Horse Dreams

 
Horse-Dreams

 

I don’t instruct or educate people in handling horses as some people often request. It’s an area I’ve only just begun to ‘grow’ myself in. 
Even though I’ve been around horses since I was little, I have only just arrived at a place where I’ve found enough inner confidence to truly listen to the language of the horse. And to truly look within myself to see what inner tensions I carry within my body and how that translates to my riding and impacts on the sensitivity of horses.
A few years ago I became very ill following an extremely traumatic experience and I remember lying in a bedroom in the dark wondering if I could ever drag myself back to a place of health. I remember flicking through the Horse Deals magazine with a dull flame of desire to find a way forward. There I found a picture of a little buckskin quarter horse named Dreams and she was for sale. 
At the time I didn’t have the money, the health, the strength nor the support of the people around me to bring that horse into my life, but something deep within me told me she was a way to find a path forward. 
Within a few months Dreams was getting off the truck in Tasmania and she had come to share my life with me. She has taught me so much about my self and given me so much love and joy. 
She now takes me bush on many mornings before I write and takes me to worlds some people only ever dream of. This page is here to honour her and to inspire horses ‘owners’ to look within your own self to the places you don’t really want to look to discover what you are giving or taking from the horse that you share a life with. 

She transported me out of toxic marriage and carried me away from people in my life who had torn me down instead of supported me. On her sturdy back, as I recovered from divorce and displacement she would take me bush on many mornings before I sat down to write. She took me to worlds some people only ever dream of.

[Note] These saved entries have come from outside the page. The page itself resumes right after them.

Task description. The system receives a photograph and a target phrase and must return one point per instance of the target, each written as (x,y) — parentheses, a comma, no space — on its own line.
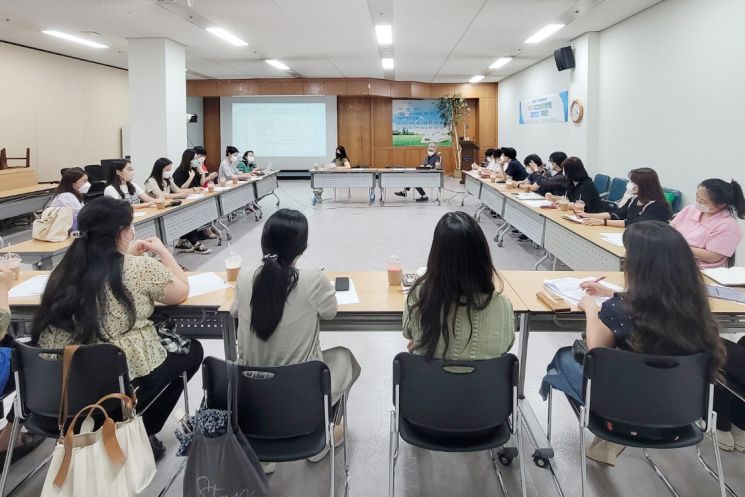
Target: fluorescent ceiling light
(75,39)
(384,32)
(230,38)
(502,61)
(544,33)
(277,64)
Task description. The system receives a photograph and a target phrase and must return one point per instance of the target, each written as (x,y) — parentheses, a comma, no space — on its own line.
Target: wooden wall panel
(211,110)
(354,128)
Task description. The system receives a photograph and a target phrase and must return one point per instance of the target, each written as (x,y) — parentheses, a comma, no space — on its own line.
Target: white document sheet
(569,289)
(348,297)
(199,284)
(32,287)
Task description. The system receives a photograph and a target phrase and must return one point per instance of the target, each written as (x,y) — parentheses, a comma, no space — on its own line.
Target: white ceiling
(433,40)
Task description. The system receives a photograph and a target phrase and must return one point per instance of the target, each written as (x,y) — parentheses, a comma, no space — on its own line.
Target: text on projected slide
(280,129)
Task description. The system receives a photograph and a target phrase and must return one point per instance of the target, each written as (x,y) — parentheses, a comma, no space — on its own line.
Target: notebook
(569,289)
(732,276)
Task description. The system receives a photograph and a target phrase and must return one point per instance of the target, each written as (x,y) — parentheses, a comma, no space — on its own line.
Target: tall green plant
(453,109)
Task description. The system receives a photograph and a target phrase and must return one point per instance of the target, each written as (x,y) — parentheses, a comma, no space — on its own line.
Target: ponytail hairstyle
(75,296)
(116,181)
(284,239)
(729,194)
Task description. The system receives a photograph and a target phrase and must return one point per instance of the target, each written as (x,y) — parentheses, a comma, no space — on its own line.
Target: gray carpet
(350,236)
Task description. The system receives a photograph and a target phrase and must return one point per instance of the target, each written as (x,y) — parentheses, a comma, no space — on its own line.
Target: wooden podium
(469,154)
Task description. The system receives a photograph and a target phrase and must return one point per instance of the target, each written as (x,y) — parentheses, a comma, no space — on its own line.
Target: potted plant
(454,109)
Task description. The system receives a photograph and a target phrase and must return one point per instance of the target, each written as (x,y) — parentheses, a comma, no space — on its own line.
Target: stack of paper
(537,203)
(348,297)
(32,287)
(732,276)
(569,289)
(613,238)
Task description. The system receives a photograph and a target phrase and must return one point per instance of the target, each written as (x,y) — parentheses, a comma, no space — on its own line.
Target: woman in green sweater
(456,311)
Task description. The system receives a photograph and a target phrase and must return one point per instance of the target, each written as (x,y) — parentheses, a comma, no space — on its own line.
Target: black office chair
(284,411)
(647,401)
(38,379)
(456,406)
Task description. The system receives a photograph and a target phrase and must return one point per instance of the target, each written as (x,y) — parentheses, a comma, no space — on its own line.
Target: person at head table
(646,202)
(456,310)
(710,226)
(580,188)
(433,160)
(229,165)
(104,291)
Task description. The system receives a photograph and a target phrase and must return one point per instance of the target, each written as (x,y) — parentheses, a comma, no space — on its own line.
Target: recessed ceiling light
(229,37)
(384,32)
(277,64)
(73,38)
(500,62)
(544,33)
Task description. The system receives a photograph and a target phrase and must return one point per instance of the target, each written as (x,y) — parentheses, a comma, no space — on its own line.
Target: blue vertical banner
(553,108)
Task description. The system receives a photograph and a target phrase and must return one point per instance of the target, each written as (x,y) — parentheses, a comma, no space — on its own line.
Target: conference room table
(579,246)
(380,308)
(25,200)
(170,223)
(382,179)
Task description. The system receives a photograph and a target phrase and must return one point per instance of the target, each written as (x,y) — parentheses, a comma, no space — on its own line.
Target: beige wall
(68,111)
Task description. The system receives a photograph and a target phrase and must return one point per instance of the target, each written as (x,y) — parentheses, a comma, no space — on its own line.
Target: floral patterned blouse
(146,281)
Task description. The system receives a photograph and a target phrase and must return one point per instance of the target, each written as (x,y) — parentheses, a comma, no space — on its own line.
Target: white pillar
(157,102)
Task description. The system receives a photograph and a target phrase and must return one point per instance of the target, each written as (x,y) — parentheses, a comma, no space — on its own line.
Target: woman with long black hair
(104,291)
(664,310)
(455,311)
(279,308)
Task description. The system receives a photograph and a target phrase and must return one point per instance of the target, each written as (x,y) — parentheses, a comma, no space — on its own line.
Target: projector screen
(292,133)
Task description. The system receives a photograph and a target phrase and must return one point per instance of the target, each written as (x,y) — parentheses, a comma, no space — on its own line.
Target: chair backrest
(455,397)
(617,189)
(675,197)
(602,182)
(278,402)
(648,390)
(95,173)
(97,370)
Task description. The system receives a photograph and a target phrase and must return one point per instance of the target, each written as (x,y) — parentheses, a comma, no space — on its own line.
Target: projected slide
(280,129)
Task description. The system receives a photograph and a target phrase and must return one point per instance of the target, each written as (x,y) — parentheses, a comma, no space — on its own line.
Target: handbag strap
(111,444)
(67,357)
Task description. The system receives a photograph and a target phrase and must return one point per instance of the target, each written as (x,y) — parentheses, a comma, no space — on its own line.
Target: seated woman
(664,310)
(104,290)
(455,311)
(710,227)
(554,181)
(535,167)
(73,185)
(646,203)
(580,187)
(279,308)
(120,186)
(160,184)
(229,165)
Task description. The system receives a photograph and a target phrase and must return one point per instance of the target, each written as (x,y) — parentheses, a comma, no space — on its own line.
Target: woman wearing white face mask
(229,165)
(646,202)
(710,226)
(71,191)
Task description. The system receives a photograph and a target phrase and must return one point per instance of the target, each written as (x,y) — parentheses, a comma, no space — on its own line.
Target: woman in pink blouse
(710,226)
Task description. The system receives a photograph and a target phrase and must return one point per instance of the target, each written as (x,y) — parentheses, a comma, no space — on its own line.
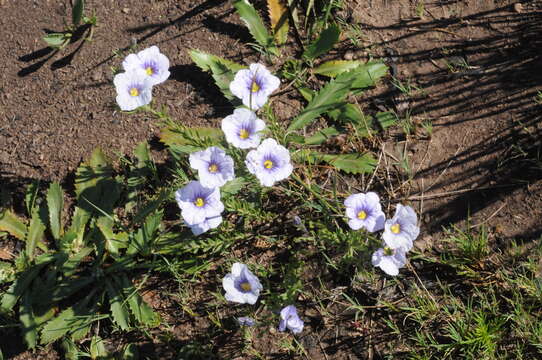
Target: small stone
(349,55)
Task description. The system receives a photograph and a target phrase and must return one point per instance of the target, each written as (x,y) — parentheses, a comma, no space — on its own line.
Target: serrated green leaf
(55,203)
(222,70)
(116,302)
(350,163)
(23,281)
(12,224)
(325,42)
(35,233)
(335,67)
(31,195)
(278,16)
(26,316)
(330,97)
(77,11)
(321,136)
(255,25)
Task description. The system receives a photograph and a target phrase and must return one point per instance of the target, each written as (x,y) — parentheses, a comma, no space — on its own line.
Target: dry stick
(455,192)
(489,218)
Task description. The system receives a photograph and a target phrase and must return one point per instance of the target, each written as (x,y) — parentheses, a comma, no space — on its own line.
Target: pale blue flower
(246,321)
(134,89)
(209,223)
(198,203)
(389,260)
(402,229)
(241,285)
(242,129)
(154,64)
(364,211)
(270,162)
(290,320)
(215,168)
(254,85)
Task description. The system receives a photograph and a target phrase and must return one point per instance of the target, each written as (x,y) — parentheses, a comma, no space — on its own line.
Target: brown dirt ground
(479,159)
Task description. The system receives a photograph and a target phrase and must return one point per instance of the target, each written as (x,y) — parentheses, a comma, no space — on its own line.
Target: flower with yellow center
(213,168)
(245,286)
(199,202)
(255,87)
(362,215)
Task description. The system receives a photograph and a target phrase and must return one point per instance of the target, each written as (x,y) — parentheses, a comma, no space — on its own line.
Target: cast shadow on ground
(500,79)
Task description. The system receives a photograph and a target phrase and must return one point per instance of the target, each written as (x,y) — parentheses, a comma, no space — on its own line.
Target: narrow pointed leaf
(77,11)
(335,67)
(278,15)
(10,223)
(35,233)
(325,42)
(330,97)
(116,302)
(255,25)
(55,203)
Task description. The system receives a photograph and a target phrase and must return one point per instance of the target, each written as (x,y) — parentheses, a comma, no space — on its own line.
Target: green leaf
(26,316)
(31,195)
(255,25)
(278,15)
(181,135)
(77,11)
(321,136)
(116,302)
(386,119)
(325,42)
(97,348)
(23,281)
(330,97)
(56,40)
(234,186)
(55,203)
(130,352)
(10,223)
(335,67)
(222,70)
(368,74)
(350,163)
(35,233)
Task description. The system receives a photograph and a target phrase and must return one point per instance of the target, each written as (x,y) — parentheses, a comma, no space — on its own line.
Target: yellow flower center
(388,251)
(255,87)
(199,202)
(362,215)
(245,286)
(243,134)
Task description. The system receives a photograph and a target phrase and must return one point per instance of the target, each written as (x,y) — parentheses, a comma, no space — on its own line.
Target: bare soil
(475,67)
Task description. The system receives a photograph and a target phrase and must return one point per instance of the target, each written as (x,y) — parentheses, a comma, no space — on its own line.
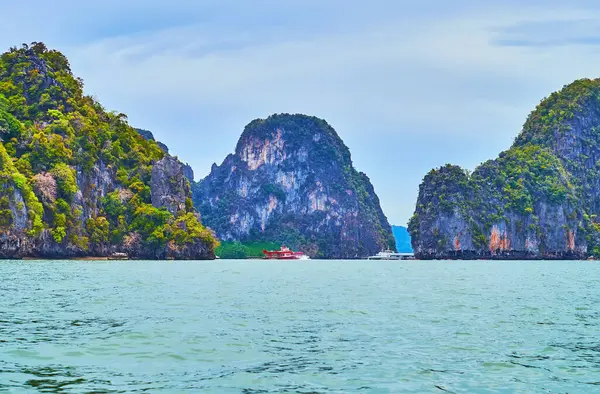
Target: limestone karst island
(540,199)
(79,181)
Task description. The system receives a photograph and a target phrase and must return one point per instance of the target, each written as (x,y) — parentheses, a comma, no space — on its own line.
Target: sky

She was killed in the most awful chain of events that I still can’t place on the page – years and years later. But again, the raw, brutal devastation of her earthly departure gave me the power within to move forward in life, counting blessings and being drawn to the light of earth… not towards the darkness. 

This journal entry is here to honour her and to inspire horses ‘owners’ to look within your own self to the places you don’t really want to look to discover what you are giving or taking from the horse that you share a life with. 

Dreams is still with me everyday in spirit and I sense her close at times when I am still and present to the pulse of the planet beneath my boots. I’m blessed I still have my ‘old girl’ Jess and little Gemma in our family…two of the most beautiful creatures I know. I also now have Archie in my life… a cheeky young Stock Horse/Quarter Horse boy who is growing my self-empowerment skills each time I spend my hours with him. The kids and I are utterly astounded each and every day by the generosity of equus spirit that our horses give us. I hope your life is blessed with horses too.